Si deve però rispettare una condizione: se è giusto e doveroso parlare delle azioni che portano al successo o alla sconfitta, ogni racconto non può ridursi a sterile telecronaca ma deve trasformarsi in vicenda umana per mostrare in questo modo cosa ci sia dietro alle grandi imprese sul campo di gioco: la fatica, prima di tutto, unita alla costanza e, nel caso di un gioco di squadra come la pallavolo, alla presenza di un assieme forte e armonico creato dall’intelligente gestione delle singole personalità da parte di un allenatore lungimirante e consapevole che è il fattore umano, oltre alla tecnica, a fare la differenza.
Andrea Zorzi, detto “Zorro” per la sua finissima abilità nel totalizzare punti sorprendendo gli avversari, è stato uno dei campioni della pallavolo (con 325 presenze in Nazionale dal 1986 al 1998), parte determinante del “sestetto volante” che fece sognare gli italiani in quegli anni portandoli ad amare e a seguire con passione uno sport che fino a poco prima veniva considerato abbastanza marginale rispetto al calcio o alla pallacanestro, in particolare quando, guidati dall’allenatore argentino Julio Velasco, vinsero tre ori europei, due mondiali e cinque vittorie nella World League.

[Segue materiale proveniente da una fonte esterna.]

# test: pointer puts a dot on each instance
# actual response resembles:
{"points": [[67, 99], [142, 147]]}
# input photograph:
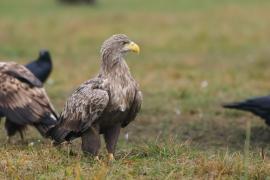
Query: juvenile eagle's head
{"points": [[116, 46]]}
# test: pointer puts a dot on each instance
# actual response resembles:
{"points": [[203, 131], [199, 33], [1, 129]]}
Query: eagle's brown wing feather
{"points": [[22, 100], [84, 107], [135, 108]]}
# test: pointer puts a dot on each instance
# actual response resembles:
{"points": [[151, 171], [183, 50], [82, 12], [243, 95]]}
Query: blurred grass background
{"points": [[195, 55]]}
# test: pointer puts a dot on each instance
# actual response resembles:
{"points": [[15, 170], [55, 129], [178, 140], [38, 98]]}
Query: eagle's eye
{"points": [[124, 42]]}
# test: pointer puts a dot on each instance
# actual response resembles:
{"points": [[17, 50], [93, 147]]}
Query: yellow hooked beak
{"points": [[133, 47]]}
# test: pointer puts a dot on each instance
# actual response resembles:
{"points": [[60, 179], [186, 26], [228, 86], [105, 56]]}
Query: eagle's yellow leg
{"points": [[8, 140]]}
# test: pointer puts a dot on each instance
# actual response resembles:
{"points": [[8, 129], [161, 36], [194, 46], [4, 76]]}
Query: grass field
{"points": [[195, 55]]}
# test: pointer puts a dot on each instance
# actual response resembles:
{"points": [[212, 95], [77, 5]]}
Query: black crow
{"points": [[42, 66]]}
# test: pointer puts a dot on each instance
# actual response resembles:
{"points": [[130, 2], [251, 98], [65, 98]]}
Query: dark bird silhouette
{"points": [[104, 104], [41, 68], [23, 100], [259, 106]]}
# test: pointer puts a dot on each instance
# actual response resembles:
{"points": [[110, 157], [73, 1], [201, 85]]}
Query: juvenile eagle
{"points": [[41, 68], [104, 104], [259, 106], [23, 100]]}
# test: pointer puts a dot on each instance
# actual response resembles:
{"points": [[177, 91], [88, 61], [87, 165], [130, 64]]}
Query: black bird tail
{"points": [[259, 106], [236, 105], [47, 122], [58, 134]]}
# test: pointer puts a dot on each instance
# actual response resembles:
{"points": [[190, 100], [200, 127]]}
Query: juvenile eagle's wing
{"points": [[22, 98], [135, 108], [84, 107]]}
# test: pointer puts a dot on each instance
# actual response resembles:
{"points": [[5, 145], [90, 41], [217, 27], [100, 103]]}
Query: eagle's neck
{"points": [[115, 67], [121, 84]]}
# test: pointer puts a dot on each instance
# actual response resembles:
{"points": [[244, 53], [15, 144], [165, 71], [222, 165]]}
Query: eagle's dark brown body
{"points": [[103, 104]]}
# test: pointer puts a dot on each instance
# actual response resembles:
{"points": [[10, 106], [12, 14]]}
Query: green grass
{"points": [[182, 131]]}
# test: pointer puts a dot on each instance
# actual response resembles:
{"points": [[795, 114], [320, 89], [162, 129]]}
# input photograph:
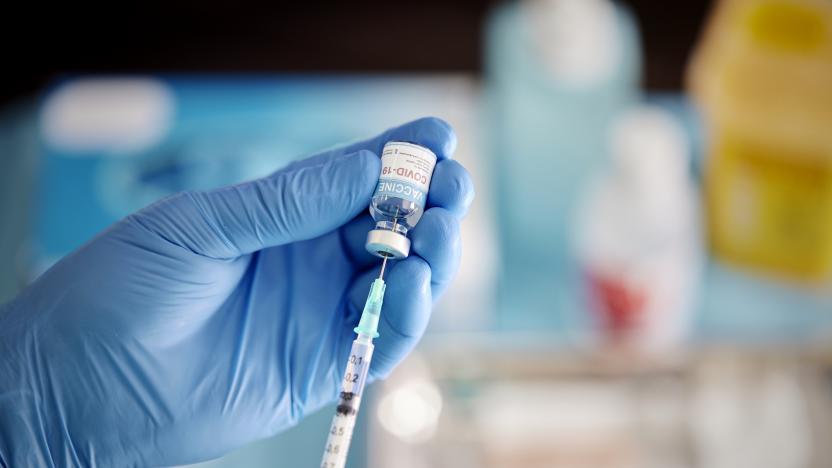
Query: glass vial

Assieme a Nicola Zavagli, “Zorro” è ora autore del testo di questo spettacolo nel quale interpreta se stesso, presente in scena assieme a Beatrice Visibelli che svolge con slancio il ruolo di intervistatrice – spalla, contagiando il pubblico con un entusiasmo che risulta essere un ottimo contraltare alla semplicità del protagonista.
In una scenografia essenziale costituita da alcune panche da spogliatoio che, spostate nel corso della narrazione, creano ambienti funzionali alla narrazione, si dipana la matassa di un’esistenza normale pur nella sua eccezionalità, perché l’indubbio successo dell’atleta veneto, originato da una scelta determinata dal caso, è stato possibile grazie a un lavoro serio svolto con impegno e tenacia senza perdersi d’animo di fronte alle sconfitte, inevitabili in quanto umane e, forse necessarie per dare maggior consapevolezza a quel che si fa.
Tra i tanti ricordi offerti al pubblico, Andrea Zorzi cita le parole dell’allenatore che lo aveva scoperto e scelto avendo scorto in lui le potenzialità poi rivelate, anche se all’epoca non erano così visibili forse anche a causa di un’altezza ragguardevole (oltre i due metri) raggiunta in brevissimo tempo: “quando sbagliavi arrossivi, dimostrando di vergognartene e chi vive l’errore in questo modo si impegnerà per superare i propri limiti.” Sono queste le caratteristiche che fanno di un uomo un campione non solo sul campo, ma anche nella vita; sono queste le occasioni che fanno dello sport una palestra per lo spirito.